Shoppers can spend their money elsewhere
Rather than file a lawsuit against Loblaw, some have tried boycotting the company to protest the high prices. Some of the boycotters' demands are price caps on essential items, no further increase in dividends for stockholders, commitment to use market-led price increases rather than retailer-led increases in the future, and signing the Grocery Code of Conduct. The Code is a voluntary agreement of members of the grocery supply chain, including retailers and suppliers. The goal of the Code is to create an equal playing field among supply chain members, which hopefully, in turn, will mean lower costs and better products for consumers. The CEO of Loblaw, Per Bank, has agreed to sign the code. Unfortunately, the boycott has otherwise been largely unsuccessful. Loblaw has made no notable changes in prices or dividends and media attention for the boycott quickly fizzled out soon after it started.
The main reason the Loblaw boycott has been unsuccessful thus far seems to be insufficient numbers. One survey conducted between May 17th and 19th found that, while more than half of respondents support the boycott, only 18% participated themselves or had a member of their household who participated. Despite their inflated prices, Loblaw stores are still the cheapest option for many people. Loblaw holds 29% of the market share for grocery stores, giving it the consumer base to insulate itself from the effects of boycotts, especially if those boycotts cannot practically be sustained for long periods. Even if consumers could effectively avoid Loblaw stores, the next best option for most would be another large corporation where they would face the same difficulties.
Shoppers can get the government involved
This idea that food retailers like Loblaw are too big for consumers to influence effectively is supported by recent reports from the federal government. These reports suggest that the size of grocery retailers is due to a lack of competition, which has led to higher food costs. The Standing Committee on Agriculture has released a report recommending changes to the Competition Act and other methods to increase competition in the grocery sector, hopefully leading to lower food prices.
This is a good step in the right direction for the government. However, as we have seen, it might be too little too late for those steps to be effective in helping consumers stand alone. What good is preventing retailers from growing if they are already too big to be affected by consumer choices? Perhaps this plan could work in conjunction with incentives for creating small, local grocery retailers and incentives for large retailers to stop raising prices.
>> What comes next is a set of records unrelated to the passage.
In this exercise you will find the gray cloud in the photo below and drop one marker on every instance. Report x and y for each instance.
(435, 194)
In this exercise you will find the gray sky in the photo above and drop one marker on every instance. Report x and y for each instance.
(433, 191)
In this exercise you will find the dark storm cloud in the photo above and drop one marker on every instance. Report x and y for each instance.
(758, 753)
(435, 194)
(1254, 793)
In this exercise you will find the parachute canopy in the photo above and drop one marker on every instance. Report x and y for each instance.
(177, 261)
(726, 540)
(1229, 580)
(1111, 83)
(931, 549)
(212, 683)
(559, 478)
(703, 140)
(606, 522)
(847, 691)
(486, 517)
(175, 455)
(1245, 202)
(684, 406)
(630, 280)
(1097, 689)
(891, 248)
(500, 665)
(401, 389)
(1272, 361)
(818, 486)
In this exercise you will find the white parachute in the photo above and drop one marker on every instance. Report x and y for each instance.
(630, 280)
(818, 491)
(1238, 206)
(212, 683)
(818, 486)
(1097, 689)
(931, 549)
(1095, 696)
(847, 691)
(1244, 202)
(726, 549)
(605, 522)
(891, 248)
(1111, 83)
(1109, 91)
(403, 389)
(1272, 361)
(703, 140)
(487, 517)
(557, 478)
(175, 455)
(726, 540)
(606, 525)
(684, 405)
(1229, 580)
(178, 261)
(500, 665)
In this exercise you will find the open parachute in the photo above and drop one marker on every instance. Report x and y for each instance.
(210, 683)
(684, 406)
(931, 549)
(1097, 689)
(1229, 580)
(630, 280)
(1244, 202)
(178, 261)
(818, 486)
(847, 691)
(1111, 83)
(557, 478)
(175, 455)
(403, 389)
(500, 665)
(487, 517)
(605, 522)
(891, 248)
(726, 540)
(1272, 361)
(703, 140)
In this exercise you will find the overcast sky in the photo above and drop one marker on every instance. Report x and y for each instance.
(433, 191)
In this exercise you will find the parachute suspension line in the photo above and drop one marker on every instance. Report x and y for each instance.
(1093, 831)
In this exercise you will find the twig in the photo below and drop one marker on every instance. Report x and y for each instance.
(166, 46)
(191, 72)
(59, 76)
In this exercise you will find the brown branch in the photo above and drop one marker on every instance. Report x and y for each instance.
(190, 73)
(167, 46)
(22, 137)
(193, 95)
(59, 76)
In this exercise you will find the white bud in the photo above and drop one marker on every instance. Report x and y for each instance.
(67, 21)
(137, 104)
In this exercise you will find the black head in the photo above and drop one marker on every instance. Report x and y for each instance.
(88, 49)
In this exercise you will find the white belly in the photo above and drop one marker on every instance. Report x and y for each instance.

So, at the end of the day, what can shoppers do? In the face of the power of large corporations like Walmart and Loblaw, consumers can’t do it on their own. Even in the small wins made by consumers detailed here, it took a collective effort to enact change. Consumers should continue to work together but might need to turn their attention to the government rather than specific stores to have a greater impact. The government is clearly open to helping, but it needs to know that it is politically worthwhile to do so. So, it looks like the best hope for frustrated consumers is to voice their support for such policies to their MPs and to continue keeping food prices in the public discourse.